The debate over the future of Florida’s government-owned hospitals will play out Wednesday in Hollywood Memorial as hospital leaders hold a legislatively mandated public meeting to discuss the “possible benefits” of the sale of the $1 billion Memorial Healthcare System.
All Florida public hospitals — including Jackson Health System and the North Broward Hospital District, which operates under the name Broward Health — must go through the same process: holding public meetings, hiring a company to assess the hospitals’ value and comparing their clinical performances against other hospitals. Then each board can determine whether to sell the hospitals.
The Legislature set the new requirements when it passed House Bill 711 this spring, the latest onslaught against government hospitals by conservative Republicans since Gov. Rick Scott won the 2010 election.
The biggest potential impact may be on the two Broward hospital districts, where Scott will have appointed all seven members on each board before his term is done. Jackson is owned by Miami-Dade County and county commissioners have made it clear they oppose selling the public system, though it has lost $419 million the past three years.
Opposition to Florida’s government hospitals started in late 2010, when the transition of team of Scott, former chief executive of the national for-profit HCA hospital chain, recommended an investigation into whether the state needed government-owned hospitals. In March 2011, Scott appointed a task force to study whether government hospitals should continue to exist under the theory that private hospitals can be more efficient and all hospitals should receive tax dollars for caring for the uninsured. The group’s report, issued in January, recommended that hospital taxing districts — including North and South Broward — should be reapproved by voters every eight or 12 years or be shut down.
The Legislature did not deal directly with that report, but instead ordered evaluations to weigh the pluses and minuses of selling the government facilities.
Though the legislation doesn’t require government hospitals to start the process until Dec. 31, the Memorial system, also known as the South Broward Hospital District, has raced ahead and is close to finishing the process. North Broward is getting started, studying bids to select a third-party evaluator. Jackson has yet to get started.
Each is in a slightly different political position. Memorial’s board has two seats for which Scott can make appointments at any time. At Broward Health, Scott has already made two appointments and can appoint another member immediately if he chooses. In Jackson’s case, the shape of its governing body could change this fall as the mayor and some commissioners face re-election.

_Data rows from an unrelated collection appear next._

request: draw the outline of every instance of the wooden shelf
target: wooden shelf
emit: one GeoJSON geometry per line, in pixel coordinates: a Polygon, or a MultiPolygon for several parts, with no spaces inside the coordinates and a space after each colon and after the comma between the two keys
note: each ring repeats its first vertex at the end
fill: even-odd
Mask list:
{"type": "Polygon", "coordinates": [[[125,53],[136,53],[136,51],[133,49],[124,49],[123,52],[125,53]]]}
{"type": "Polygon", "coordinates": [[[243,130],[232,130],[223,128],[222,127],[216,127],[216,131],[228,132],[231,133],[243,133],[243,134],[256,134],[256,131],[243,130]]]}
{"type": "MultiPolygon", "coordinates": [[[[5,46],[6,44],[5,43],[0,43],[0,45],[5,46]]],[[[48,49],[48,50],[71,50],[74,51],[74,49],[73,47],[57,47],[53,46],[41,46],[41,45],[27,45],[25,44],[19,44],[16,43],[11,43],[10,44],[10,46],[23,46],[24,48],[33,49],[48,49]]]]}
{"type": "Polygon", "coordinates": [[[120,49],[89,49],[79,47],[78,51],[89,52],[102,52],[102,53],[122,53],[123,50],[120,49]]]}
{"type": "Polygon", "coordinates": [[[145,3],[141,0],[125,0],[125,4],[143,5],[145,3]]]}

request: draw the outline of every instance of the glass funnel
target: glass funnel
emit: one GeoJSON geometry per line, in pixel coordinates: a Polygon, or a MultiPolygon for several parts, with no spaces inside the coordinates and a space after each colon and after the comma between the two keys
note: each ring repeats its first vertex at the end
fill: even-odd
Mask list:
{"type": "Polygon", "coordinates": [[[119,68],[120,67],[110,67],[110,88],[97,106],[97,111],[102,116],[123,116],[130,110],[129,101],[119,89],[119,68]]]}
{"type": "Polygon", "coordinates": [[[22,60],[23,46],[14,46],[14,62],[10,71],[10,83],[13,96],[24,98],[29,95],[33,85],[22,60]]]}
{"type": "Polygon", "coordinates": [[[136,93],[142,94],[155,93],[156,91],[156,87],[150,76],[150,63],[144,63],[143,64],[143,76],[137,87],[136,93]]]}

The governor’s office said Tuesday he plans to appoint the “most qualified” board candidates but wouldn’t say whether he would select those who favor the sale of public hospitals. “It is certainly a priority to fill the vacancies” but there is no timeframe, said the governor’s spokeswoman, Jackie Schutz.
David Di Pietro, a Fort Lauderdale lawyer Scott appointed to the Broward Health board, called selling the hospitals “a very complicated process.” He favors careful consideration of the facts but “in the long run, I’m definitely in favor of looking at selling” the system.Memorial Chief Executive Frank Sacco said Memorial’s push to fulfill the requirements of the new law has nothing to do the governor’s appointments. He said the board was already engaged in strategic planning when the law passed and the board felt it was best to deal quickly with the Legislature’s requirements, “to get this behind us one way or the other.”